Left Justified: Education, educators and the educated

The Rockford School District has gone through some rough times. Most of it was self-inflicted. Our school board, who for a long time ignored the poorer side of town, was finally forced to spend money west of the Rock River.

When I was hired back in 1985 as the director of Rockford Urban Ministries, one of the first issues that the churches wanted to work on was the desegregation of our schools. Now, I was naive. I thought that segregated schools only existed in the South. But I soon learned that, as Rockford expanded east, all the schools on the west side of town grew older and more decrepit, and the schools on the east side of town were newer, got the better teachers and the better textbooks.

All of that had been fought out back in the 1970s when Rockford Urban Ministries had led a fight for the schools to be more equal. They hired an attorney, but had to pay him out of their own pockets. The school board cunningly dragged the case out in court and cost our group money as well as energy. (We nonprofit church groups can be worn down pretty easily.)

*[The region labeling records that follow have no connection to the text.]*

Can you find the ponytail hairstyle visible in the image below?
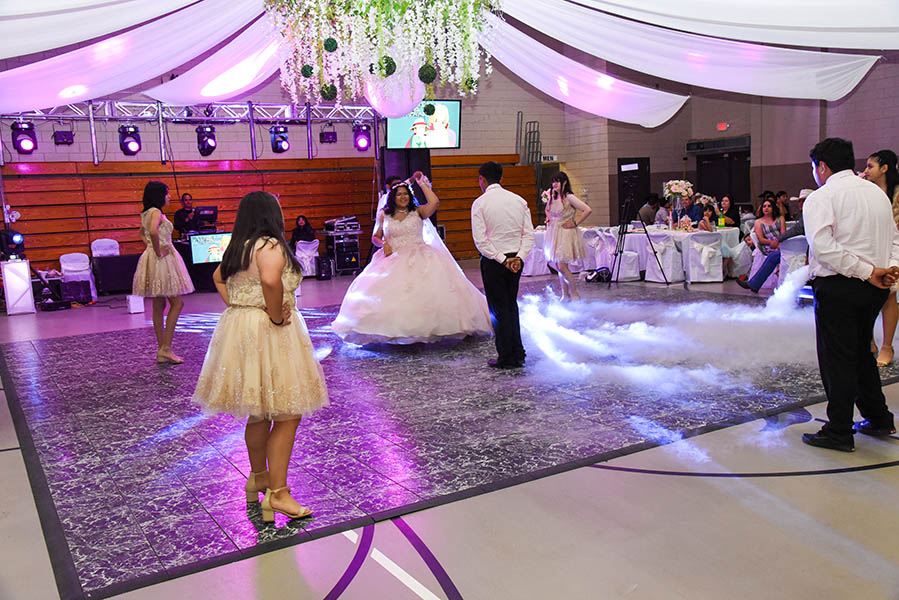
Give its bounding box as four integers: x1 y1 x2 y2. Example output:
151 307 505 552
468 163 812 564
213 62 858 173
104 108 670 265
221 192 301 279
868 150 899 201
552 171 571 198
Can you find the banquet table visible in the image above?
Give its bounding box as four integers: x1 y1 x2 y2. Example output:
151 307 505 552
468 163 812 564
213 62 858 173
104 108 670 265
600 227 740 271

The school board signed an agreement in the late ’70s that would have cost them around a million dollars had it been followed. But they knew we were pooped, and ignored the dictates.

If they’d been fairer, they might have prevented the People Who Care lawsuit in the late 1980s. Anyway, after another lawsuit and expenditures of millions on lawyers and new construction, are the schools better?

And looming in the future is the contract between the schoolteachers and the school board. Will there be a strike? Will there be a lockout? Or will the two sides sit down and talk to each other? The preliminaries don’t look good. Wrestlemania looms on the horizon, the coming negotiations for teachers’ contracts look tough. Personally, I think a fair arrangement can be given to the teachers without busting the bank.

Rockford Urban Ministries has invited the new school superintendent, Dr. Dennis Thompson, to introduce himself to the community on Thursday, Sept. 23, 7 p.m. at Centennial United Methodist Church, 219 S. Second St., one block south of City Hall.

This will be an informal discussion with Dr. Thompson, who was hired on May 11 of this year and is just getting his feet wet. He hails from Nashville, Tenn. Dr. Thompson has a military background. He graduated from West Point in 1976 and served in the U.S. Army for more than 21 years. He has a master’s degree in educational philosophy from the University of Texas and a doctorate in educational administration from Texas State University.

You are welcome to join us for a discussion of the state of Rockford’s schools.

The Rockford Urban Ministries Council will also encourage the churches of Rockford to do even more for the schools of Rockford. For example, Brooke Road United Methodist Church has been donating school supplies to Haskell and Riverdahl schools. They have a drive for hats and mittens in the winter. Other churches encourage mentors and tutors.

To have good schools for everyone, we should have good input from everyone. But oftentimes, the poorer side of town has little time and expertise in pushing school administrators to be fairer. That’s where the church should come in, and that’s why I’m encouraging all fair-minded people to meet the new school superintendent.

Stanley Campbell is executive director of Rockford Urban Ministries and spokesman for Rockford Peace & Justice.